Why NPS is Better than EPF for Tax Saving Under New Tax Regime?

The Union Budget 2025 has introduced significant reforms that can benefit salaried individuals, particularly in terms of tax savings and retirement planning. One of the key changes is the increased attractiveness of the National Pension System (NPS) compared to the Employees’ Provident Fund (EPF) under the new tax regime. Let’s explore why NPS has become a more appealing option for tax savings.

Higher Tax-Free Income Limit

Under the new tax regime, the NPS allows salaried individuals to earn up to ₹13.7 lakh per year tax-free, which is higher than the standard ₹12 lakh limit. This additional tax-free income is made possible through a combination of the ₹75,000 standard deduction and NPS investments. In contrast, the EPF’s tax-free annual income limit remains at ₹12 lakh.

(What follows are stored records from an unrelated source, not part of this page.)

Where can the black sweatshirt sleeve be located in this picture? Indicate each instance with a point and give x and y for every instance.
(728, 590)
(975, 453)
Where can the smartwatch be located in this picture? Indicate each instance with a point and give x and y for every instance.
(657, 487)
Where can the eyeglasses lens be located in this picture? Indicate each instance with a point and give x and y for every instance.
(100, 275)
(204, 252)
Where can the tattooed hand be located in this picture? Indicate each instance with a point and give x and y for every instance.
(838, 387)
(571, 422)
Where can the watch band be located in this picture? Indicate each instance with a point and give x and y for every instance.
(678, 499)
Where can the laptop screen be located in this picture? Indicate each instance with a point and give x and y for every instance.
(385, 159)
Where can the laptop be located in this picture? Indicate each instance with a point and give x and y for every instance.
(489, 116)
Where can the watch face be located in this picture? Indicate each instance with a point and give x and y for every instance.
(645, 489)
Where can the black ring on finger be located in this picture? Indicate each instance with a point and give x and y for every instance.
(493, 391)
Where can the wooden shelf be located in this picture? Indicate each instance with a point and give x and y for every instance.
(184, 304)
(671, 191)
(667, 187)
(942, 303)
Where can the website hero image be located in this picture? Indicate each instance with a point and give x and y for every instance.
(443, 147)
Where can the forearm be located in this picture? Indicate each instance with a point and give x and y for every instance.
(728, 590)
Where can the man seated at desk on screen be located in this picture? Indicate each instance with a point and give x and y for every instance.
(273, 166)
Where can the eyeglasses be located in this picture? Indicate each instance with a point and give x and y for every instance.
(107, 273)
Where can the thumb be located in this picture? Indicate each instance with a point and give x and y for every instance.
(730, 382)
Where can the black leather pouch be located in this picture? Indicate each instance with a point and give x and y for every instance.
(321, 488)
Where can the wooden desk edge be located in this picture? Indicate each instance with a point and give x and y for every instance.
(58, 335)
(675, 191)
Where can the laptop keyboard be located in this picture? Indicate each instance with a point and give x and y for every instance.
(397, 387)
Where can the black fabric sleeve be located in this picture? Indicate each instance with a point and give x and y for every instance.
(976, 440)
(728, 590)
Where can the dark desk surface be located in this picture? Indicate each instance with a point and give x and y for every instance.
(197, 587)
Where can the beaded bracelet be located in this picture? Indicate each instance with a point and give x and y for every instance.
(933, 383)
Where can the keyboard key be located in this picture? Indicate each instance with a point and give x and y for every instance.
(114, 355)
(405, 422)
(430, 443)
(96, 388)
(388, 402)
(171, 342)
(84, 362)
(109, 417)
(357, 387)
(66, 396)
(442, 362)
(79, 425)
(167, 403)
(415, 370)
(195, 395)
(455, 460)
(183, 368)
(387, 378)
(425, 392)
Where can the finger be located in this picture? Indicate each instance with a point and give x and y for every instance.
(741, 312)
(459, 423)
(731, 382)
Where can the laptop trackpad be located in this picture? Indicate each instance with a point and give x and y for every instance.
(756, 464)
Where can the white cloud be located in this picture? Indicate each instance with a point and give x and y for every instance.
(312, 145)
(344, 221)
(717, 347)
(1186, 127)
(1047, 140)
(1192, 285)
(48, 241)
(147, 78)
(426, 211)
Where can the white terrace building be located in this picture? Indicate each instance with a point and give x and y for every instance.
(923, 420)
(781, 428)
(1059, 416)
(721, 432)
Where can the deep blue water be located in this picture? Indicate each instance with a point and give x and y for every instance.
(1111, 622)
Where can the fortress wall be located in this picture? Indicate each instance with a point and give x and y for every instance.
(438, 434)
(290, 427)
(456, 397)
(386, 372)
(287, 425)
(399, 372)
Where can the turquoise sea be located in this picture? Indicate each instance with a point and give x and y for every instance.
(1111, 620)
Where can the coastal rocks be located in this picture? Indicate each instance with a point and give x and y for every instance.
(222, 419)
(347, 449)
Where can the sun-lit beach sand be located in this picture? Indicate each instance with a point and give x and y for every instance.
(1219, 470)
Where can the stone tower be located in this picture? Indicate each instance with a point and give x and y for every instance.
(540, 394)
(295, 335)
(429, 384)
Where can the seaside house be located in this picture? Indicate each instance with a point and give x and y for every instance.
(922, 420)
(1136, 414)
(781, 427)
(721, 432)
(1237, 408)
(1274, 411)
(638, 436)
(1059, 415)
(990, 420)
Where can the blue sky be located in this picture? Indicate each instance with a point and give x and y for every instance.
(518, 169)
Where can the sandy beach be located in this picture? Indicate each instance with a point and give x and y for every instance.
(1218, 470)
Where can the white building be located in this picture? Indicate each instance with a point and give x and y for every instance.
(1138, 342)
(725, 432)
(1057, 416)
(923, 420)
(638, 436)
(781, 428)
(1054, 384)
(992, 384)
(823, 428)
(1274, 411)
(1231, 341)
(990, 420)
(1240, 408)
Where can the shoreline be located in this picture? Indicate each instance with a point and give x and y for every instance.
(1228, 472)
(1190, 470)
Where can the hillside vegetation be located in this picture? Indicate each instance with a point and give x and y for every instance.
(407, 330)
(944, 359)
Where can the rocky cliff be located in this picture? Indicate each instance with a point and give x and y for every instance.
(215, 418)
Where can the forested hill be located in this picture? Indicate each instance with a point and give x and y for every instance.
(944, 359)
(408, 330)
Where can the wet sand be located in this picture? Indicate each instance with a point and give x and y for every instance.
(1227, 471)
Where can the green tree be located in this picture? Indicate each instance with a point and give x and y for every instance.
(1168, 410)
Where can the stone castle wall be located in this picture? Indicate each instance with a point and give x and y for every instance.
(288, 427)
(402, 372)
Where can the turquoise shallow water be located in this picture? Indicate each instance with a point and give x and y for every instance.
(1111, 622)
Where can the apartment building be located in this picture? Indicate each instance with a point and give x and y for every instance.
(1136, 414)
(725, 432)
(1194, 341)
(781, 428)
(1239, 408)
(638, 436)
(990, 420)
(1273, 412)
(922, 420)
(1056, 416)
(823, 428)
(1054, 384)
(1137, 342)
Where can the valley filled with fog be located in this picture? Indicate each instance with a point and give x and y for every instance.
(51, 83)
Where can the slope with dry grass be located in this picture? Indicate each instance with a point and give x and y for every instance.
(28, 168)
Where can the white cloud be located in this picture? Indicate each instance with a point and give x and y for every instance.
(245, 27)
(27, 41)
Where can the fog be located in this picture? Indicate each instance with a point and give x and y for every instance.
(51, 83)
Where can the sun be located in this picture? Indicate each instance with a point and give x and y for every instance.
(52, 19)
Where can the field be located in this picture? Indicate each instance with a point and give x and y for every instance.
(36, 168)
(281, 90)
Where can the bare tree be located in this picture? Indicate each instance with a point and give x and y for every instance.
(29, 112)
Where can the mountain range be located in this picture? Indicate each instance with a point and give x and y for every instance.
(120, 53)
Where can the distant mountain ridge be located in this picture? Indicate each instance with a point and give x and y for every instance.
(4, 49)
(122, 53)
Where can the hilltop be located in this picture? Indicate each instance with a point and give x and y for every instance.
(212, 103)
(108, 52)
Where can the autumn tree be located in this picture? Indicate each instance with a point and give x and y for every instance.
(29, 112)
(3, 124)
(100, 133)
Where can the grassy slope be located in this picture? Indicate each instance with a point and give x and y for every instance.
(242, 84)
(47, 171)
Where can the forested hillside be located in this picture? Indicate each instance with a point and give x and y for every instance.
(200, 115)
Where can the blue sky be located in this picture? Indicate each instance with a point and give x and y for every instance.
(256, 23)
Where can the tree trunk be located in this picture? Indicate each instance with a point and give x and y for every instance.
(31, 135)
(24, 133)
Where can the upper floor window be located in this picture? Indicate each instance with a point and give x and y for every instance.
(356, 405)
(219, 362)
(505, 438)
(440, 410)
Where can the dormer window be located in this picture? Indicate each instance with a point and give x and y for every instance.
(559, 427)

Increased Employer Contribution Benefits

The 2024 budget introduced Section 80CCD(2), which allows salaried employees to invest up to 14% of their basic salary in the NPS tax-free, an increase from the previous 10%. This higher limit provides greater tax-saving opportunities compared to the EPF, where employer contributions are tax-exempt only up to 12% of the salary.

Flexibility and Control

One of the key advantages of NPS over EPF is its flexibility. The NPS allows investors to allocate their funds across various asset classes such as equities, corporate bonds, and government securities. Investors can also switch between these fund options without any tax implications, providing greater control over their investment strategy.

Lower Management Fees

The NPS charges significantly lower fund management fees compared to other retirement savings schemes, including the EPF. Over the long term, this can result in considerable savings and higher returns for NPS investors.

Market-Linked Returns

While the EPF offers a fixed interest rate (currently 8.25% per year), the NPS provides market-linked returns. This means that NPS investors have the potential to earn higher returns over the long term, especially if they opt for a more aggressive asset allocation strategy.

Conclusion

While both NPS and EPF have their merits, the recent changes introduced in the Union Budget 2025 have made NPS a more attractive option for tax savings under the new tax regime. The higher tax-free income limit, increased employer contribution benefits, greater flexibility, lower management fees, and potential for higher returns make NPS a compelling choice for salaried individuals looking to optimize their tax savings and retirement planning strategies.

However, it’s important to note that the choice between NPS and EPF should be based on individual financial goals, risk appetite, and overall retirement planning strategy. For those seeking a balance between stability and growth potential, a combination of both NPS and EPF might be the optimal approach.